West Indies vs England 2019: 4 things we learnt from the Test series
After a very long time, we saw West Indies put up a solid display in two successive matches and win a Test series against a Test-playing nation other than Zimbabwe or Bangladesh. Last year, they had even failed to beat Sri Lanka at home despite the visiting side going through a rough time.
This victory, the first one for Windies against a major Test nation since they defeated New Zealand at home in 2012, is seen by many as the possible beginning of a resurgence of West Indian Test cricket.
It is hard to say whether this is an accurate assessment but the victory was certainly heartening, not just for home fans, but for cricket lovers around the world.
The sight of West Indian fast bowlers wreaking havoc with pace and skill on visiting batsmen was highly gratifying for anyone who loves cricket and is aware of its history.
England, on the other hand, have been dealt with a grievous blow after experiencing the high of a 3-0 victory in Sri Lanka. With the Ashes just months away, there are serious concerns about the state of their Test side.
So, with the eventful series coming to an end, we can look at the major ramifications arising out of West Indies’ victory.
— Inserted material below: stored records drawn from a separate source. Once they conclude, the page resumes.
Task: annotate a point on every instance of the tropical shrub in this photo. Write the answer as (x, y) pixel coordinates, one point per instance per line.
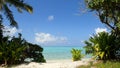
(102, 46)
(16, 50)
(76, 54)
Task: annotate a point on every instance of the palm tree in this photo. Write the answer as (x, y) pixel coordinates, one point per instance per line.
(102, 45)
(5, 6)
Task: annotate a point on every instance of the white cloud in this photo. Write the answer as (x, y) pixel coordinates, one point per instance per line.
(10, 31)
(46, 38)
(98, 30)
(51, 17)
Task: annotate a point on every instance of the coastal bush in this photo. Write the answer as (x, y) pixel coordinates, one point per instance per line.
(76, 54)
(102, 46)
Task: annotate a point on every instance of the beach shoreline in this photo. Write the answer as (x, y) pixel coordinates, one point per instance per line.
(55, 64)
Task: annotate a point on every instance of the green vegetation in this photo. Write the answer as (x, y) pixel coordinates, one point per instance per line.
(76, 54)
(105, 46)
(108, 64)
(102, 46)
(15, 50)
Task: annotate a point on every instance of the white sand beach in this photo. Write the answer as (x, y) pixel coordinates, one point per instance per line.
(55, 64)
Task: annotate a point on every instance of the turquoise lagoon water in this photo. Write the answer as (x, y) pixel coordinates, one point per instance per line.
(59, 52)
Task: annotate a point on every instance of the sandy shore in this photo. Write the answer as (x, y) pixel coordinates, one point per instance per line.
(55, 64)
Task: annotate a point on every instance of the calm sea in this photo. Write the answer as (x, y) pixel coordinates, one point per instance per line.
(59, 52)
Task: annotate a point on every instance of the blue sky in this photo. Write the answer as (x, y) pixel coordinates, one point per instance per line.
(57, 22)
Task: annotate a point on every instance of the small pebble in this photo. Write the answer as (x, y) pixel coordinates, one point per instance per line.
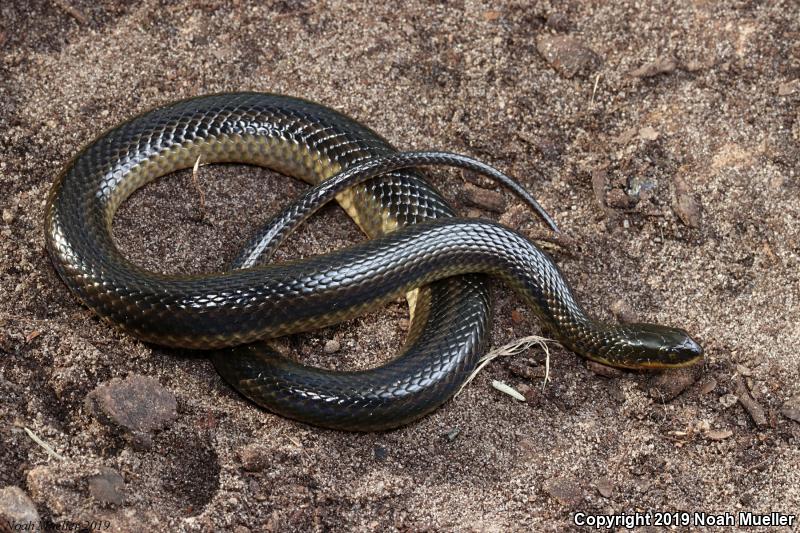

Are West Indies back as a top side or are England getting worse in the longer format?
Let’s look at the key things we can deduce from this 3-match series:
#4 Jason Holder emerges as a leader
Having been appointed the captain at a very young age, Jason Holder was bound to struggle with a very brittle team. But he had the backing of the great Clive Lloyd and the good wishes of many others.
The calmness and maturity he showed were signs of a good leader but results weren’t in his favour. His inclination to talk to former greats like Lloyd and Brian Lara, though, suggested a great desire to learn.
This series has seen him end all doubts and emerge as a truly respectable and capable leader. His bowling has become very effective and the five-wicket haul in the unhelpful conditions of India last year had already proved his mettle.
The double-hundred he scored in the first Test of this series was a clinching proof of his batting abilities that have been on display many times before. His match-saving hundred on England’s last tour to the Caribbean in 2015 had been a portent of what was to come.
His ascension to the top in the list of world’s best all-rounders has given him the moral authority to ask his players to perform. By leading from the front, he has set a great example also and his tactics were right on the mark as well.
Everyone seems to like him and the signs are in favor of him becoming the same sort of figure for West Indies that Brendon McCullum was for New Zealand.